Wayne Rooney: FA seek clarity on comments
The FA has sought for clarity after Wayne Rooney claims he wanted to hurt an opponent delibrately in 2006.
The Football Association has sought clarity on Wayne Rooney comments after he admitted to wanting to hurt an opponent in 2006.
In an interview published in the Mail on Sunday, Rooney revealed he changed his studs to “long mental ones” ahead of the match at Stamford Bridge with the intention to “hurt someone”.
Rooney recalled: “For that game I changed them to big, long metal ones – the maximum length you could have because I wanted to try and hurt someone, try and injure someone.
“I knew they were going to win that game. You could feel they were a better team at the time so I changed my studs.
“The studs were legal but thinking if there’s a challenge there I knew I’d want to go in for it properly, basically. I did actually.
“John Terry left the stadium on crutches. I left a hole in his foot and then I signed my shirt to him after the game.
“A few weeks later I sent it to him and asked for my stud back.
“If you look back when they were celebrating, JT’s got his crutches from that tackle.”
On Monday, Terry laughed off Derby manager Rooney’s admission.
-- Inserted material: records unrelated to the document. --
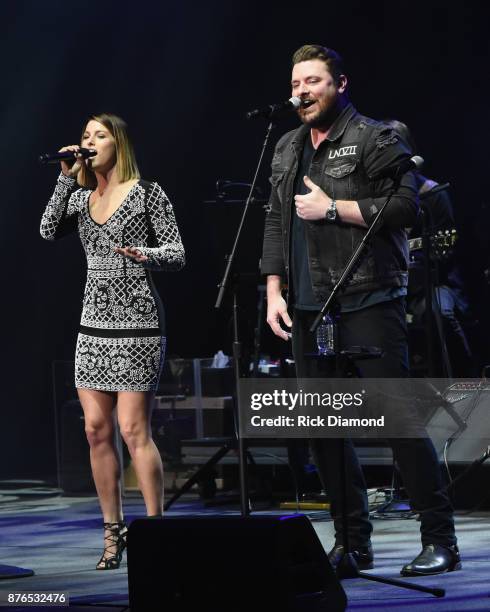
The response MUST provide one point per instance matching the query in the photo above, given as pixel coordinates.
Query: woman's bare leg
(134, 415)
(99, 426)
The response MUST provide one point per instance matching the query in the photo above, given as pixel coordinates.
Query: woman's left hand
(132, 253)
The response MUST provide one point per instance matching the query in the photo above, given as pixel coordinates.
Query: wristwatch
(331, 213)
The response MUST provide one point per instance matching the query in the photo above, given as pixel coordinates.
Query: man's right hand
(277, 310)
(68, 168)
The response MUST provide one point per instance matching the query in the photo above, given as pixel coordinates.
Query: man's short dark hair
(332, 59)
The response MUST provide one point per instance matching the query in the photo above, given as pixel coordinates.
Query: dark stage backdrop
(182, 75)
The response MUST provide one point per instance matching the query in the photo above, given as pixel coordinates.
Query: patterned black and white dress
(121, 344)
The former Chelsea captain posted on Twitter: “[Wayne Rooney] is this when you left your stud in my foot?”
Derby have told Sky Sports News Rooney will be making no further comment at this time.
The FA fined Roy Keane £150,000 and gave him a five-match ban in 2002 after he admitted in his autobiography to intentionally hurting then-Manchester City midfielder Alf-Inge Haaland.
In the same interview, Rooney opened up on a battle with binge drinking during his playing career and revealed a determination to prove himself a success in the dugout by learning from his own mistakes.
Ahead of the release of Amazon Prime Video documentary ‘Rooney’, the 36-year-old recalled the battles he went through after breaking into the Premier League as a raw 16-year-old talent at Goodison Park and later securing a big-money move to Manchester United.
“I had made a lot of mistakes when I was younger, some in the press and some not in the press, whether that’s fighting or whatever,” he said.
“For me to deal with that, deal with stuff that was in the newspapers, deal with the manager at the time, deal with family at the time, was very difficult.
“In my early years at Manchester United, probably until we had my first son, Kai, I locked myself away really. I never went out.
“There were times you’d get a couple of days off from football and I would actually lock myself away and just drink, to try to take all that away from my mind.
“Locking myself away made me forget some of the issues I was dealing with. It was like a binge.”